One of the things I really appreciate about mountain biking is that there's nowhere to hide if you're not up to it. If you get things wrong, there's no "deferred success", no letting you down gently. You don't "not pass", you fail and there's just the smack of you hitting the dirt. That was how last night went:
Work had slipped into the way again, and I set off late. I had deliberately eaten a light dinner in the hope that I could ride light, but that was too long ago. Even on the way to the woods, I was thinking that it could have been better to stay home. But it felt like a ride that had to be done. Even in the first corner, my bike felt like a sack of spanners. Rattling over bumps, dropping the chain, spanging over the roots, everything was disjointed. With my new bike expected the next day (today!), I resented this machine. I lacked flow, and it responded in kind.

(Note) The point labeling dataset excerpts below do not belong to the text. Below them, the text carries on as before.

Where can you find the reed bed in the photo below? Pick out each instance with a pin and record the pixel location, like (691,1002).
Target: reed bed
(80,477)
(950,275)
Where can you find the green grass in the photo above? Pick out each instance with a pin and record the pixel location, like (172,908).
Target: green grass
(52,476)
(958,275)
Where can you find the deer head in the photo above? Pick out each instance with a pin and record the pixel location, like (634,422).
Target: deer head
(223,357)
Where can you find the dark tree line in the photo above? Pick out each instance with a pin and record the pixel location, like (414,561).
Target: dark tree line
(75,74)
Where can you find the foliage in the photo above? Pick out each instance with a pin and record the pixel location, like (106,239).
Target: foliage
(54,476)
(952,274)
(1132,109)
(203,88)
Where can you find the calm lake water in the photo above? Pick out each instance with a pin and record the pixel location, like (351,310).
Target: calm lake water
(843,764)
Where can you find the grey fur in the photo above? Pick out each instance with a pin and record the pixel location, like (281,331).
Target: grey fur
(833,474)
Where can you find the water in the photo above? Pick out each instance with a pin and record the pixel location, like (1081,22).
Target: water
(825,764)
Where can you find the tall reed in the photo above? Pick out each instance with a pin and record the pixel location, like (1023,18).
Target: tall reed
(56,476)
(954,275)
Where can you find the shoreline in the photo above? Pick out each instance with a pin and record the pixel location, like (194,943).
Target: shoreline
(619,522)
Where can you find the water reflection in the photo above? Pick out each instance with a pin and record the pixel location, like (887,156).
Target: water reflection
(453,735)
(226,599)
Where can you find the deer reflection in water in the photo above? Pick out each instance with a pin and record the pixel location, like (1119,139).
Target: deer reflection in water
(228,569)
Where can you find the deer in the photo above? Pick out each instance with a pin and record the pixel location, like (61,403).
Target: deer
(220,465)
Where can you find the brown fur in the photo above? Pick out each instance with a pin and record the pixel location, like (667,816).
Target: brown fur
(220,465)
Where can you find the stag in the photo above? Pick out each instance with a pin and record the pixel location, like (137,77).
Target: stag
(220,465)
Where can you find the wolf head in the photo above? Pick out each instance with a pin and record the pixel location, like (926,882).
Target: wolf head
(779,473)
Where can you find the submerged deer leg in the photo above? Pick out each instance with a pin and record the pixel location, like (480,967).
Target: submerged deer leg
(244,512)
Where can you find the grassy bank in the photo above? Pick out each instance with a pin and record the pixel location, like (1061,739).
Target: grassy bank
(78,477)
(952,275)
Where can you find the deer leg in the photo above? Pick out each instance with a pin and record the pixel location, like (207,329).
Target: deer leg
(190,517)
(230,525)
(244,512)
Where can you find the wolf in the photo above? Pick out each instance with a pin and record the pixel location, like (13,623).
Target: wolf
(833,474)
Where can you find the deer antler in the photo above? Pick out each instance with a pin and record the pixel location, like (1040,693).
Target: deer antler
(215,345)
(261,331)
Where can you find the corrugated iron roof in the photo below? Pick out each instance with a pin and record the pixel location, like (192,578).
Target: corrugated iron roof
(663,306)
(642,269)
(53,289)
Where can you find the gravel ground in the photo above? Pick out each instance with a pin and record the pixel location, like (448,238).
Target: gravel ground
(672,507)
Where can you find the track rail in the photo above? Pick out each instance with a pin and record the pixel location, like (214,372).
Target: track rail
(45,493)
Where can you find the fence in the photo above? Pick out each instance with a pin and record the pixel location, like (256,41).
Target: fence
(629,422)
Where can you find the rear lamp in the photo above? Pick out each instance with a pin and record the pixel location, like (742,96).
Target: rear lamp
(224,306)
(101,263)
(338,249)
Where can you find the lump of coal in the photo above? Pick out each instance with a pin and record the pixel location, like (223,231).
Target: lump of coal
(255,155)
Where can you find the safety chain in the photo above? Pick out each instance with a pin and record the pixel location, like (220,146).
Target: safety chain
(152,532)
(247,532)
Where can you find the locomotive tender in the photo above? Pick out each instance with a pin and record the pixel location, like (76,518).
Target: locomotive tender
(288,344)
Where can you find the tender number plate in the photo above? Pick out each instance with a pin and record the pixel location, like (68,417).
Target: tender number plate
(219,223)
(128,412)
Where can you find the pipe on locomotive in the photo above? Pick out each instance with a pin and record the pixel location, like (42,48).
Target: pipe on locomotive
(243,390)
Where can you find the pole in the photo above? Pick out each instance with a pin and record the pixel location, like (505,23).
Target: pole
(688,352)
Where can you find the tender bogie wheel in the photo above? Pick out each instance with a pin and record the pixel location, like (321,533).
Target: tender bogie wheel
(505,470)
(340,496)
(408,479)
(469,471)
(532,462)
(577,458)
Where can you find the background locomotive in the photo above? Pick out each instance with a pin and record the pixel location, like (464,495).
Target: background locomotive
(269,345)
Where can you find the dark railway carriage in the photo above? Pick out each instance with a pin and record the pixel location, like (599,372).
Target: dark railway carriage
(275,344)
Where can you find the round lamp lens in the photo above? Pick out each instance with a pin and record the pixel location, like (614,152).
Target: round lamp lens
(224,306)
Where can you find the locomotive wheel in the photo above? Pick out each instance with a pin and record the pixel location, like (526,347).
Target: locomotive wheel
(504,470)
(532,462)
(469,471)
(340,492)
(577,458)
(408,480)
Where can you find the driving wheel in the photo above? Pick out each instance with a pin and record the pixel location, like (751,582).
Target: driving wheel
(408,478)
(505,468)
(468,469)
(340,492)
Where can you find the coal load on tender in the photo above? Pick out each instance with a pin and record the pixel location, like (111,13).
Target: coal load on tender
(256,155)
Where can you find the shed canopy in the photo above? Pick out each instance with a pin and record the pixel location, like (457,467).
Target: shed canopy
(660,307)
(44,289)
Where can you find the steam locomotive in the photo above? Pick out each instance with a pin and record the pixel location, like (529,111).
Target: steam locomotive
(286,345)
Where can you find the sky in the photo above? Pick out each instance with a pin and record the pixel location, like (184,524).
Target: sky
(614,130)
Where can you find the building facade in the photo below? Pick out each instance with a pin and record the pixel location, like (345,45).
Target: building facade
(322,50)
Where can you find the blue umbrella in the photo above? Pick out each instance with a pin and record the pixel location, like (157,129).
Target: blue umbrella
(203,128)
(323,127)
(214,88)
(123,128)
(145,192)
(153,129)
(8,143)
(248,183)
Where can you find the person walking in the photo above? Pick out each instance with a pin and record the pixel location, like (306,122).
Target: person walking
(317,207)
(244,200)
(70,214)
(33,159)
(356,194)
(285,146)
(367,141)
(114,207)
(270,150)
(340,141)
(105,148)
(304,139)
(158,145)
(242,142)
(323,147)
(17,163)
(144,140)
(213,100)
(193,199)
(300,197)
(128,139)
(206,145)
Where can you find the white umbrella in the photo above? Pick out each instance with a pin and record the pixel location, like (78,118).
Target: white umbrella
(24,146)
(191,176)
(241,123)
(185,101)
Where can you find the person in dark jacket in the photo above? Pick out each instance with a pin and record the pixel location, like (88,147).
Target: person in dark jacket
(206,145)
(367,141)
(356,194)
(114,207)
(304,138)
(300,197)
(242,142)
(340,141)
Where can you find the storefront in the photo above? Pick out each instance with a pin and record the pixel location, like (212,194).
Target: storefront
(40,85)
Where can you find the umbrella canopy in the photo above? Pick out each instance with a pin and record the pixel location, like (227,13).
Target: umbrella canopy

I was here to ride though, so I hit the Full 9 Yards as hard as I could. It has some great fast sweeping corners that can usually flatter your riding. They mocked mine. I wasn't as fast as fast or as precise as tidy. I carelessly jumped into a left-hander, and my back wheel clipped a small tree-stump mid-air. In the next moment, I was on the ground. My bike tumbled down towards my back and I redirected its fall into the bushes. I was dusty and hoping that I hadn't broken ribs again. As I sat there, my teeth hurt. So I must have hit my face on the ground. Everything seemed to work ok though: some grazes and a bruised thigh. The bike was fine. So I got back on and limped up the hill.
The rest of the ride was taken at a jog and that's not something I've done recently at Swinley. Suddenly, I could see all kinds of things off the trail: the trees and the deer, the sinking sun and the needles on the ground. It was nice to really feel the corners without trying to go quickly. It reminded me of that feeling you get when trying something new at swimming. I could feel the trails as I could sometimes feel water caught under my hand.
And as I rode, my iPod shuffled up some reminders of the near future. Both Josh Ritter's "Other Side" and Steve Earl's "Fort Worth Blues" mention The Great Divide. As if I don't spend enough time brooding on it already!